Mengubah Hoaks Menjadi Pelajaran: Google Translate dan Analisis Kritis Berita Lintas Bahasa
s2dikdas.fip.unesa.ac.id, Surabaya — Di era banjir informasi digital, kemampuan memilah fakta dan opini menjadi keterampilan dasar yang harus ditanamkan sejak pendidikan dasar, sejalan dengan SDG 16 (Perdamaian, Keadilan, dan Kelembagaan yang Tangguh). Salah satu pendekatan inovatif yang dapat diterapkan di sekolah dasar adalah pembelajaran analisis berita lintas bahasa dengan memanfaatkan Google Translate. Melalui kegiatan ini, siswa dikenalkan pada cara kerja media global sekaligus diajak memahami bahwa informasi dapat disajikan dengan sudut pandang yang berbeda-beda.
Guru memulai pembelajaran dengan menyediakan beberapa artikel berita dari media asing yang membahas topik serupa, seperti isu lingkungan, kemanusiaan, atau pendidikan. Siswa kemudian menggunakan Google Translate untuk menerjemahkan berita tersebut ke dalam bahasa Indonesia. Tahap ini bukan bertujuan menghasilkan terjemahan sempurna, melainkan sebagai pintu masuk untuk memahami isi berita secara umum. Dengan cara ini, siswa belajar bahwa teknologi terjemahan dapat membantu akses informasi, namun tetap memerlukan pemahaman kritis dari pembacanya.

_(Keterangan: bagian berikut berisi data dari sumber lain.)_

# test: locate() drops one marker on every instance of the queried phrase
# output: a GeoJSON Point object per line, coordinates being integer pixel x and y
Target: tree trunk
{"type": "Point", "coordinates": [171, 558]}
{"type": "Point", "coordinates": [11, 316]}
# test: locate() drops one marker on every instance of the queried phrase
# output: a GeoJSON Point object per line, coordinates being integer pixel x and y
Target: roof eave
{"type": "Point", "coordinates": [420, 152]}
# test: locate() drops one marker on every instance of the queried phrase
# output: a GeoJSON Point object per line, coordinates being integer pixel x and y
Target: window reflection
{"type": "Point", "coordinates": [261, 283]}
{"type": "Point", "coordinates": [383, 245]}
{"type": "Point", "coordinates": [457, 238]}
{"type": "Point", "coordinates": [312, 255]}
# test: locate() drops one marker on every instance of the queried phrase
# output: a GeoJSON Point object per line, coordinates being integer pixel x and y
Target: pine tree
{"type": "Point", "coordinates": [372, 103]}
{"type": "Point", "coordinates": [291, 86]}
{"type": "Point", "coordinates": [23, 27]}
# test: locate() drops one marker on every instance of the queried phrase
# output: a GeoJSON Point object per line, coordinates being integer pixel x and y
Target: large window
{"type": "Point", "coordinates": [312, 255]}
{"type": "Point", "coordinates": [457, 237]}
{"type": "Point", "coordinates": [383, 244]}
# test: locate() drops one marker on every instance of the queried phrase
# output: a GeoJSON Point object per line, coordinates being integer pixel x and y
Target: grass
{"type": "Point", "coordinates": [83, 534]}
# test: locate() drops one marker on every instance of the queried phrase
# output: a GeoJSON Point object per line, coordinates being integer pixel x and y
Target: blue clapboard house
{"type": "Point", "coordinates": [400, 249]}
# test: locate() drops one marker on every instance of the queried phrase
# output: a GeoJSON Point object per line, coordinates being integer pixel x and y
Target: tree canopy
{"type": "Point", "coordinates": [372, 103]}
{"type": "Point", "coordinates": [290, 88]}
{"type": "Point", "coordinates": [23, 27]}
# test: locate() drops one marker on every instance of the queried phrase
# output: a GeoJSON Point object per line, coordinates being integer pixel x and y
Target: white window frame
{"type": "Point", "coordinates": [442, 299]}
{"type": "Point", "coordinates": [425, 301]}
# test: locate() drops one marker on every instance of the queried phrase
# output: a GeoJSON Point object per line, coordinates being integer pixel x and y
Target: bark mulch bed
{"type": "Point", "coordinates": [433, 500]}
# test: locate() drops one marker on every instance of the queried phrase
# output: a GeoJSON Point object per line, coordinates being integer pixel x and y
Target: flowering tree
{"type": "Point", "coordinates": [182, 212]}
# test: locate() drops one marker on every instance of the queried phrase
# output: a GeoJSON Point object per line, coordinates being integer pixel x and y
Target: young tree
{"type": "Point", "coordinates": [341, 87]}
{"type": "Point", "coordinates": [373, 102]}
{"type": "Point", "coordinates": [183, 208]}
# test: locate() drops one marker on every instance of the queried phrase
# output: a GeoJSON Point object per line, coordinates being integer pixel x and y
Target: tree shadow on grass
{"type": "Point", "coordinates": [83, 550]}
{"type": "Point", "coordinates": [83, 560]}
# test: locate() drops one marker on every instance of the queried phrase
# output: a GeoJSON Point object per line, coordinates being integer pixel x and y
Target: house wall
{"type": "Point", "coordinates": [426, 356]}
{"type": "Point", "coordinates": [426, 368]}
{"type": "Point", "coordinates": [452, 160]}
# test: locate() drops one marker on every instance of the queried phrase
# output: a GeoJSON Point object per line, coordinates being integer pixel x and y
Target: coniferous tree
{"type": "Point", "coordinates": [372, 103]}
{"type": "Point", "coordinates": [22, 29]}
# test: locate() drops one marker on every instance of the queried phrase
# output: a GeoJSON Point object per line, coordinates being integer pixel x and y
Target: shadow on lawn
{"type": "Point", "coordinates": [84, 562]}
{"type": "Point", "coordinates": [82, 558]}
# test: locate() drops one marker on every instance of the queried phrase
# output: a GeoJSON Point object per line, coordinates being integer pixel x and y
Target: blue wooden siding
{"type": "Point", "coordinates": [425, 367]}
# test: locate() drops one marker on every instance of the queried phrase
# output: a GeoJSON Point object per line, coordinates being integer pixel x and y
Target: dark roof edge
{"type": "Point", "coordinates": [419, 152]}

Tahap selanjutnya adalah analisis perbandingan hasil terjemahan. Siswa diajak mengamati perbedaan pemilihan kata, penekanan informasi, serta sudut pandang yang digunakan masing-masing media. Guru memfasilitasi diskusi dengan pertanyaan pemantik, seperti alasan perbedaan narasi atau kemungkinan kepentingan di balik suatu pemberitaan. Aktivitas ini melatih siswa untuk tidak menerima informasi secara mentah, sekaligus menumbuhkan kesadaran akan potensi bias dalam media massa.
Selain meningkatkan kemampuan berpikir kritis, proyek ini juga memperkuat pembelajaran bahasa asing. Siswa menjadi lebih termotivasi untuk memahami kosakata dan struktur kalimat bahasa asing karena mereka melihat langsung keterbatasan terjemahan mesin. Google Translate tidak lagi dipahami sebagai jalan pintas, melainkan sebagai alat bantu yang harus digunakan secara bijak dan bertanggung jawab dalam proses belajar.
Secara keseluruhan, integrasi Google Translate dalam pembelajaran analisis berita memberikan pengalaman belajar yang bermakna dan relevan. Siswa SD dibekali kemampuan literasi informasi, kesadaran global, serta sikap kritis terhadap arus informasi digital. Dengan bekal ini, mereka diharapkan tumbuh menjadi warga negara yang cerdas, adil, dan bertanggung jawab dalam menyikapi informasi di masyarakat.